Planning: How will you get there? Planning occurs when there is sufficient motivation for change and talk usually shifts into how change will happen.
Emotion Focused Therapy
Emotional coaching is based on the work developed by L. Greenberg [5] from the field of emotion focused therapy. This approach has been applied to families of people with eating disorders by Joanne Dolhanty and Adele LaFrance Robinson [6].
According to Greenberg, an important first step in regulating emotions is awareness of them. People need to be guided to become aware of their emotions so they can allow and accept them, be informed by them and then work with them to solve problems. Ultimately, people need to evaluate whether the emotion they are experiencing is adaptive and can be used as a guide or whether it is maladaptive and not to be followed. The development of skill in emotional regulation is thus an important part of emotional intelligence. When experiencing periods of excessive anxiety, for example, we need to be able to reflect on those feelings and ultimately be able to soothe them.

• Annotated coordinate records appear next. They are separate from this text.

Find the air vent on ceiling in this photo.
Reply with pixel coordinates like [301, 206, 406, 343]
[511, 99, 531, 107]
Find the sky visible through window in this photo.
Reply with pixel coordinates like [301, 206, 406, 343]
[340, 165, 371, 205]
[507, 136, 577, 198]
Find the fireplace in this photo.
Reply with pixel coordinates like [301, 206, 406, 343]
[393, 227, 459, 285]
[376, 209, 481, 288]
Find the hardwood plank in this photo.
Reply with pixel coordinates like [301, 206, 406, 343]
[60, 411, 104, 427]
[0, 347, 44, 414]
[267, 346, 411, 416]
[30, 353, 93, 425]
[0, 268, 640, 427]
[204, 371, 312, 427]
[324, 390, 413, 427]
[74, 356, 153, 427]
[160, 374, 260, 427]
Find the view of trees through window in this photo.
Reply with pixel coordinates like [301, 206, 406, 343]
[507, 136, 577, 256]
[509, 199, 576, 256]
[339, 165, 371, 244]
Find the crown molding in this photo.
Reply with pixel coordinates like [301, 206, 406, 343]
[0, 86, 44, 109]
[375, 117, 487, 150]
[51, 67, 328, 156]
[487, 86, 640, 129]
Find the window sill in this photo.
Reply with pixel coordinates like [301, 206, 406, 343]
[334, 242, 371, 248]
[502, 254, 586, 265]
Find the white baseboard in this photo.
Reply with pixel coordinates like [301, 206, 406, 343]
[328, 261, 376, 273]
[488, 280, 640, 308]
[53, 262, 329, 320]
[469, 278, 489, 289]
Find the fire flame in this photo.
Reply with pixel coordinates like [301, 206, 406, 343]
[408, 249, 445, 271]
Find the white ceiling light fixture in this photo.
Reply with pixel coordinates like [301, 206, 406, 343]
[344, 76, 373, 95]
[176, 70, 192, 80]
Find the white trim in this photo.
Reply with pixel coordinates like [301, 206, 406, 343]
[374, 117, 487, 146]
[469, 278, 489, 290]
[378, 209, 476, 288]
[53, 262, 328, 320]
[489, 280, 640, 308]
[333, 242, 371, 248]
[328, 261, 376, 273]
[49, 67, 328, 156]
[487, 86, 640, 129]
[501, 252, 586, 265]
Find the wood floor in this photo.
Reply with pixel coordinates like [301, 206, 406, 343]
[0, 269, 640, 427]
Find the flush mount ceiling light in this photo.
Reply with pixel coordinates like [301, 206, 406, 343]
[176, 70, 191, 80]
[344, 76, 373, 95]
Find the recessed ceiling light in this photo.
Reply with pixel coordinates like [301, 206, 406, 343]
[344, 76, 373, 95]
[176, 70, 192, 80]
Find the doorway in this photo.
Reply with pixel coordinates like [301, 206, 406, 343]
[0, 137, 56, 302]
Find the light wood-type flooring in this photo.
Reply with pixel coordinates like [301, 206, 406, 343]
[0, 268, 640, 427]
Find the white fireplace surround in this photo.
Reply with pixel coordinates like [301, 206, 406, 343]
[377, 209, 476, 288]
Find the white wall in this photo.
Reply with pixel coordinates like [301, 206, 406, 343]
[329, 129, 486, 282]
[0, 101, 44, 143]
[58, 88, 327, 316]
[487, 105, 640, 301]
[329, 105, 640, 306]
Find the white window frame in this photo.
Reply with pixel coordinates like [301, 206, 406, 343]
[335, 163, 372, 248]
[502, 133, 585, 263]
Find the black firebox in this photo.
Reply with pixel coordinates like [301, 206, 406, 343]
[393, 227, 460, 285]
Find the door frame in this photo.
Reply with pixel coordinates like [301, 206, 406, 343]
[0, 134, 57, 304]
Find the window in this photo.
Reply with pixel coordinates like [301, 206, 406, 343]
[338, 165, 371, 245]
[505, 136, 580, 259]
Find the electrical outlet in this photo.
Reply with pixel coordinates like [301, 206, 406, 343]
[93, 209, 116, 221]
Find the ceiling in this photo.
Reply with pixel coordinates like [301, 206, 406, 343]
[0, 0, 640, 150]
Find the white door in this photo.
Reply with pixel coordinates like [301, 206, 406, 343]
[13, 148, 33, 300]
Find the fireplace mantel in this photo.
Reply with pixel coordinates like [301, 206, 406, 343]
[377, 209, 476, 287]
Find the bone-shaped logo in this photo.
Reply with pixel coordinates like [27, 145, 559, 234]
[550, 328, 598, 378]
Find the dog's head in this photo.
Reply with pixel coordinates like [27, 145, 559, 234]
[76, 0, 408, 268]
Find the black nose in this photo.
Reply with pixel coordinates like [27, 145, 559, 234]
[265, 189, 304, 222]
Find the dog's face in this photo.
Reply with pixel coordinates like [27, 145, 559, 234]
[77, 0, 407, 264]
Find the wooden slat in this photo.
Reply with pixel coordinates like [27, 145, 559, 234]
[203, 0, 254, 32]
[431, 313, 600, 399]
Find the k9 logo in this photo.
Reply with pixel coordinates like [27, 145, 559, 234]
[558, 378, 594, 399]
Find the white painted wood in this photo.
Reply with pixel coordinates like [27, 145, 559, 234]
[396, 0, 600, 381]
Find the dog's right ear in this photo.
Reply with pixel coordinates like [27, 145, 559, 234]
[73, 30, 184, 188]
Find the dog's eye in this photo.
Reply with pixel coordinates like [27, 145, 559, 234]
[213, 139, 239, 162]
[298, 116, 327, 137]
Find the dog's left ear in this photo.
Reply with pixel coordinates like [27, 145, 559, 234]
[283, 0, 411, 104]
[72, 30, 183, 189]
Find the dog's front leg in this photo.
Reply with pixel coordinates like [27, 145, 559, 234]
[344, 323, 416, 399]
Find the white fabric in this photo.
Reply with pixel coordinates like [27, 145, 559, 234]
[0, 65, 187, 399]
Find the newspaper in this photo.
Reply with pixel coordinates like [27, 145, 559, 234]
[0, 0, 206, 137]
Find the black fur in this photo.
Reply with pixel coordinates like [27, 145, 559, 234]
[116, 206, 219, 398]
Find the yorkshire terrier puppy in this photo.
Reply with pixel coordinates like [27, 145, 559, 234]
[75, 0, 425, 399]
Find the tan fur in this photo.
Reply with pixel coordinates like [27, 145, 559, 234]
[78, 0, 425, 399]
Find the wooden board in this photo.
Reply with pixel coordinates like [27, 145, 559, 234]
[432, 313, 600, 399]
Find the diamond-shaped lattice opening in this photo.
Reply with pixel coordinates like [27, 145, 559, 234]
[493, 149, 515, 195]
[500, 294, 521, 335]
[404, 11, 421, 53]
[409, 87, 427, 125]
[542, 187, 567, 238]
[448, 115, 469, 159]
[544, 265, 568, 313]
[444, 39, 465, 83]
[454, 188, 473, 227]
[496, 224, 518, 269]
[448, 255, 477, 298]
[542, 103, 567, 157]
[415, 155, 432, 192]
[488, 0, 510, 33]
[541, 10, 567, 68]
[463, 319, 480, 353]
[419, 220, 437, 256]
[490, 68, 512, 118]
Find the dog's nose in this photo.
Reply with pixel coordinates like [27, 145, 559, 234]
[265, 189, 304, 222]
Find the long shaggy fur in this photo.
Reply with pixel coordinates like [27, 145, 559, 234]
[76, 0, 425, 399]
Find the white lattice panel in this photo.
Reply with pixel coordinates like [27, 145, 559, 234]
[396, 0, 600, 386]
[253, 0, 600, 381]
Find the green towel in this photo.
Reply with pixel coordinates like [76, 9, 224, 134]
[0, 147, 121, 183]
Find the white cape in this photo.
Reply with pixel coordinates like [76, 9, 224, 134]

Validating others’ feelings is a basic technique in emotional coaching. The best way to validate people’s emotional experience is to communicate that their emotional responses are understandable. Emotional regulation skills involve identifying and labelling emotions, increasing positive emotions, self-soothing, breathing and distraction [7]. Of particular importance is developing a person’s abilities to self-soothe.
When applying emotion focused therapy to eating disorders, the premise is that emotional regulation can be acquired within a safe, compassionate relationship. People with eating disorders generally have difficulty both identifying and displaying their emotional states. An acronym for practicing emotional coaching is ALVS (attend, label, validate, soothe):
Attend to feelings in the here and now (including physical sensations, thoughts, actions).
Label by taking a guess and put the emotional state into words
Validation by making sense of the experience. The stem ‘because’ can be helpful in showing validation, e.g., it is not surprising you feel anxious/frightened/confused because….
Soothe – Address the need signalled by the emotion (e.g., sadness/solace, perhaps with a hug). Even if the emotion is not acknowledged, suggest that strong feelings of any sort can feel overwhelming and difficult to manage.
References:
1. Schmidt, U. and J. Treasure, Anorexia nervosa: Valued and visible. A cognitive-interpersonal maintenance model and its implications for research and practice. British Journal of Clinical Psychology, 2006. 45: p. 343-366.
2. Treasure, J. and U. Schmidt, The cognitive-interpersonal maintenance model of anorexia nervosa revisited: a summary of the evidence for cognitive, socio-emotional and interpersonal predisposing and perpetuating factors. Journal of Eating Disorders, 2013. 1(13): p. doi: 10.1186/2050-2974-1-13.
3. Sepulveda, A.R., O. Kyriacou, and J. Treasure, Development and validation of the accommodation and enabling scale for eating disorders (AESED) for caregivers in eating disorders. BMC Health Serv Res, 2009. 9: p. 171. doi: 10.1186/2050-2974-1-13.
4. Miller, W,M. and S. Rollnick, Motivational Interviewing, Helping People Change and Grow (Fourth Edition), 2023, New York, London: The Guildford Press.
5. Greenberg, L., The therapeutic relationship in emotion-focused therapy. Psychotherapy, 2014. 51(3): p. 350-57.
6. LaFrance, Robinson, A., Dolhanty, J., Stillar, A. et al., Emotion-focused family therapy for eating disorders across the lifespan: a pilot study of a 2-day transdiagnostic intervention for parents. Clinical Psychology & Psychotherapy, 2016. 23(1): P. 14-23.
7. Greenberg, L., Emotion-focused therapy: Coaching clients to work through their feelings. 2001, New York: American Psychological Association.